Based in Boulder, Colorado, Polar Bottle is bucking trends left and right. The company has found it’s simply good business to manufacture its sports water bottles in the U.S., pay its workers more than minimum wage, and find ways to significantly reduce its environmental impact – all while continually innovating and remaining competitive in the market.
Founded in 1994 as Product Architects, Inc. (Polar Bottle®) by Robert Heiberger and Judy Amabile, the company has since grown from a two-person start-up in a garage to a company that ships millions of sports bottles to 40 countries around the globe.
At the time Robert and Judy started the company, sports bottles for cyclists didn’t really exist. The bottles on the market, consisting of a single wall of stainless steel or other material, didn’t provide any means for keeping water cold (or at least at a drinkable temperature).
Cycling is an intense sport that requires the athlete to remain continuously hydrated, so having water readily available while riding is a must.
After finding his water hot yet again during one blistering ride, Heiberger, a thermal engineer and avid mountain bike rider, realized cyclists needed a specialized bottle: one that kept liquid cool, was easy to hold and squeeze, and that fit into the special “cage” (or water bottle holder) on the bike.
Thus was born Polar Bottle, the first patented, insulated, and squeezable water bottle.
Commitment to the local community
When asked why the company didn’t move production offshore in the early 2000s, Addie Bash, Marketing Manager, gave a number of reasons.
First, the company values its role in Boulder’s local economy. The manufacturer employs between 40 and 60 people, depending on the season. It also sources materials locally or stateside as much as possible.
“The plastic is sourced right here in Colorado, as well Garden City, Missouri,” says Addie. “The foil bag insulation comes from Utah. Our stainless steel bottle uses materials sourced overseas, but we’re actively looking for stateside suppliers. Even the cardboard for our shipping boxes is sourced locally.”
Due to these efforts, the company can price its products competitively – while still paying its employees a good working wage.
“We made a decision in 2011 to transition employees from $8 an hour to $12. While this decision would seemingly increase production costs, it didn’t. Many companies look at only the unit cost to produce something but don’t see the bigger picture.”
According to Addie, the company saves money on shipping and inventory management because it builds only what it sells. By producing its sports bottles domestically, Polar Bottle doesn’t have to submit large POs to international manufacturers — thereby reducing the risk of having too much extra stock if sales don’t meet expectations.
Recyclable bottles = less landfill
By keeping production in the U.S., and sourcing materials locally, the company has significantly reduced its environmental impact.
In addition, all of its plastic bottles can be used for years – which reduces the need for disposables – and they’re all recyclable, which keeps them out of landfills. (According to experts who track this stuff, roughly 50 billion single-use plastic bottles end up in landfills every year.)
When it’s time to replace a Polar Bottle, customers can mail in their old one and receive a 50% off coupon for a new one.
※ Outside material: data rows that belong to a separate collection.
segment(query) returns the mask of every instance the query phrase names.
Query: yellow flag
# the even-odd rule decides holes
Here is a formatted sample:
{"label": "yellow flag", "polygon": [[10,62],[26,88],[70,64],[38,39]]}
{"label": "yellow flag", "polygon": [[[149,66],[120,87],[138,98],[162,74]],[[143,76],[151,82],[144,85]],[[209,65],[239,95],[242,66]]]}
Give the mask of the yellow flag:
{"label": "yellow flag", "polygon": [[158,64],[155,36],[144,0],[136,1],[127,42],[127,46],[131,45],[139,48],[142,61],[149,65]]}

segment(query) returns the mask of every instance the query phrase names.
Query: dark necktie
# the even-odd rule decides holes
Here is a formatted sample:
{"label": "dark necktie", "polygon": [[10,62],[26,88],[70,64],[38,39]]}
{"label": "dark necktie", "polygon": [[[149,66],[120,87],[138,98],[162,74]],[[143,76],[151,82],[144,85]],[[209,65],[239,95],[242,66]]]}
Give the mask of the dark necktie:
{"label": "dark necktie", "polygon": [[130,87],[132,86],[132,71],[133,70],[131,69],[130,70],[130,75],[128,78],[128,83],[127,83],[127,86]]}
“We also send out hundreds of replacement caps at no charge every year,” says Addie. “This way, customers can continue to use their bottles instead of disposing of them simply because they lost the cap.”
Due to theses efforts and others, the company is a Green America® Certified Business.
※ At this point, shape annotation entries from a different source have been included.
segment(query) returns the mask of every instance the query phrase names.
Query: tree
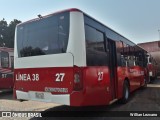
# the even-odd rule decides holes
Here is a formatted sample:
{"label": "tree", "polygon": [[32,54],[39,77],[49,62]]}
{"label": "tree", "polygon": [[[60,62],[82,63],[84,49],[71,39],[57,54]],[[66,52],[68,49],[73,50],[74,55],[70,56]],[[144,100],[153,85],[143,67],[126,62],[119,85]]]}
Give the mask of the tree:
{"label": "tree", "polygon": [[14,34],[16,25],[21,21],[14,19],[8,25],[5,19],[0,21],[0,47],[14,47]]}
The privately held company is still owned by Heiberger and Amabile, both of whom play key roles in day-to-day operations. Currently, the company plans on expanding into new markets, which includes its recent introduction of a full line of hot/cold insulated bottles and creating custom bottles.
One thing that makes these bottles unique is the foil insulation; not only does it help keep the liquid cool, it also ensures the printing doesn’t eventually chip or rub off, the way it would if it were on the outside of the bottle.
Because the company prints the art on the foil insulation in-house, they realized they could create custom bottles for retailers, cycling clubs, or events, which has opened a whole new market.
The company also gives back in myriad ways, such as producing the Olympic and Paralympic themed bottles (pictured at the top of this post).
According to Addie, a few of the U.S. Olympic teams purchased the bottles; for bottles purchased by consumers, a portion of the proceeds support athletic programs.
Consumers can purchase Polar Bottles online at the company’s website or through local retailers (which is were I found mine). The bottle’s design has been refined over the years and is incredibly easy to hold and squeeze while riding a bike. And yep, it does keep liquids cool.